With the R.I. initial response to COVID, which organized access to testing through primary care providers, it showed that there was a significant gap between having “coverage” and having access to a primary care provider -- many folks simply did not have access to a primary care provider. How would suggest changing the way that people can access care in a post-COVID world?
KOLLER: I am not sure I understand what you mean about organizing testing through primary care providers and what was shown about access to a PCP.

The lessons of COVID for primary care access include: practices on pre-payment were able to stay open; practices that were “PCMH” could adopt telephone/video and non-physician visits quicker and could reach out to chronically ill.

The public health department/primary care relationship is important but often very informal. Not sure if this is what you are getting at.

ConvergenceRI: One of the hidden barriers to accessing health care is the role that third-party firms play in authorizing approval for care for major insurance firms. Appealing denial of services is a complicated process. What kind of accountability can be placed on insurers to improve this process?
KOLLER: What is your evidence that this is a problem? In the late 1990s, in response to gatekeeper models, Rhode Island developed managed care oversight based on the practice of utilization review.

In the 2000s the market rejected a lot of these practices – with notable exception of behavioral health – for open preferred provider organization [PPO] models that did not require a referral or pre-authorization.

These utilization review [UR] laws are still in place in Rhode Island, now overseen by OHIC. If there is a problem with appeals, OHIC has a lot of authority to investigate.

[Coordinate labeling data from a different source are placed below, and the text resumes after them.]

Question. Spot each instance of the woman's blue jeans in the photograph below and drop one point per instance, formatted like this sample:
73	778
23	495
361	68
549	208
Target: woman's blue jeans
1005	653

ConvergenceRI: What are the limits of using claims data to create recommendations for controlling costs?
KOLLER: Claims lag of 4-6 months. Non-claims payment that do not get captured. Knowing who the primary care doc is. Risk adjustment. Absence of self-insured data. All these are limits, but the current OHIC cost growth targets process is still very productive.

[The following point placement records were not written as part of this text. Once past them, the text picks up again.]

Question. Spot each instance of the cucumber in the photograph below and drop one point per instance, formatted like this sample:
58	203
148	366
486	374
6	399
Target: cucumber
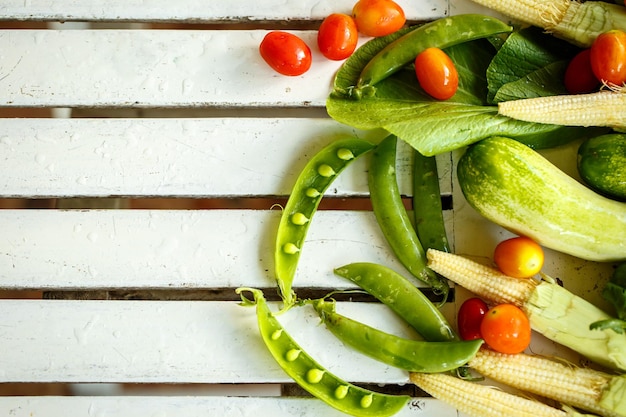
518	189
602	164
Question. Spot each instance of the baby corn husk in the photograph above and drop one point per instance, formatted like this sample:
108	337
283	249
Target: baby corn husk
605	108
551	309
584	388
577	22
481	400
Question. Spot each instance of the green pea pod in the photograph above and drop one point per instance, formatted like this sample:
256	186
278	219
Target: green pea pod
407	354
303	202
393	218
404	298
311	376
427	209
440	33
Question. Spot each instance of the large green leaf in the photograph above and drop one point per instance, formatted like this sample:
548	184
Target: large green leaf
402	108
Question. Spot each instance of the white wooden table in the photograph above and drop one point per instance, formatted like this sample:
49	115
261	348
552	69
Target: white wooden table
221	129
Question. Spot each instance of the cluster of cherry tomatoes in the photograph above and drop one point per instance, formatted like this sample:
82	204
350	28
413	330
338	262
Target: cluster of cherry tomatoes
505	328
337	39
337	36
603	62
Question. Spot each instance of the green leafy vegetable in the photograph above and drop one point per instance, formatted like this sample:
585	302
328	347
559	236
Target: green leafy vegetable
615	293
529	64
402	108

ConvergenceRI: Is there a way through regulation to encourage health insurers and hospitals to make investments in affordable housing as a prescription to lowering the costs of care?
KOLLER: Housing is not health care. It is not reasonable to expect insurance to pay for housing costs. But it is very reasonable to expect that sizable insurer and health system reserves be invested locally in ways that improve the health and well being of the community – including housing.

The IRS forms for charitable activities for nonprofit hospitals can be inspected and OHIC can start making inquiries of insurers. It is harder to oversee for-profit players like UnitedHealthcare and CharterCARE.

ConvergenceRI: What questions haven’t I asked, should I have asked, that you would like to talk about?
KOLLER: How does the state oversee provider consolidation? It is a big issue – especially with Lifespan/Care New England [merger] discussion. Future of nursing homes in Rhode Island; we have too many of them. How do they transfer [patients]?